(Oklahoma)
Live in Oklahoma and was laid off and started receiving benefits, but it wasn’t enough to pay bills and take care of myself. So, I moved back home with mom in another town and then my car broke down.
A month or so later, the old job calls me and tells me to come back to work. I let them know I had no car and I was now living in another town anyway.
They cut off my benefits when old employer said I had refused to work. Then a hearing was for the following month.
In the meantime, I started working another job and within a week I got injured on the job.
Now, I’m out of work with a hearing coming next week.
Do you think I’m gonna win?
Hi,
You know.. you only told me enough to come up with an answer I would call a guess .. And if I were still into asking questions that clarified a situation for me I’d ask if you’re currently able and available to work, if you are collecting workers compensation for the on the job injury, and what the issue(s) might be on this hearing notice you have for next week and which employer is involved as a party to the appeal.
But, my blind guess is no, you won’t win if the issue is refusing suitable work from the job you were laid off from.
1. A person collecting unemployment benefits should not refuse suitable work from the employer that laid them off if they want to protect their right to collect should the employer have to lay them off again anytime within the claims current benefit year dates. Primarily, because that’s usually the employer being charged for the benefits you’re receiving via a higher unemployment tax rate.
When laid off in the future, remember that a refusal of suitable work, even if it’s to go back to a job you were happy to be laid off from .. will be disqualifying and even I know this is a correct determination, no matter your extraneous bouts of bad luck might be.
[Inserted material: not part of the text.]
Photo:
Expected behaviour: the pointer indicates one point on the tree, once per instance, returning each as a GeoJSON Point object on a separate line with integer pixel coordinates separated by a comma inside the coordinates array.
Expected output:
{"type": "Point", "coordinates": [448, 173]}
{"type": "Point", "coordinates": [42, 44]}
And the disqualification determination explains to those denied, how one purges a disqaulification before they can requalify for benefits. (Usually, by returning to any covered employment and earning x times a weekly benefit before they unluckily suffer a new and eligible cause for losing even a new job).
2. I’ll give you this .. You were on your way to purging the disqualification with something even better than benefits .. a new job. But then you tell me you were injured. Yoo-hoo, that’s why employers have to pay for worker comp insurance .. in case you get injured ON THE JOB and need medical attention and/or compensation for any time a doctor requires you to be off of work ..
Of course an on the job injury doesn’t necessarily mean you are unemployed and not being able and available to work would disqualify you from collecting UI benefits .. even if you’re found eligible.
Car broke down? Hardly ever a good excuse for unemployment .. unless you were on your way to work when it happened and get fired for attendance. Then, you better have a tow bill or something to prove the incident was beyond your control .. or a cell phone record to prove you weren’t a no call/no show.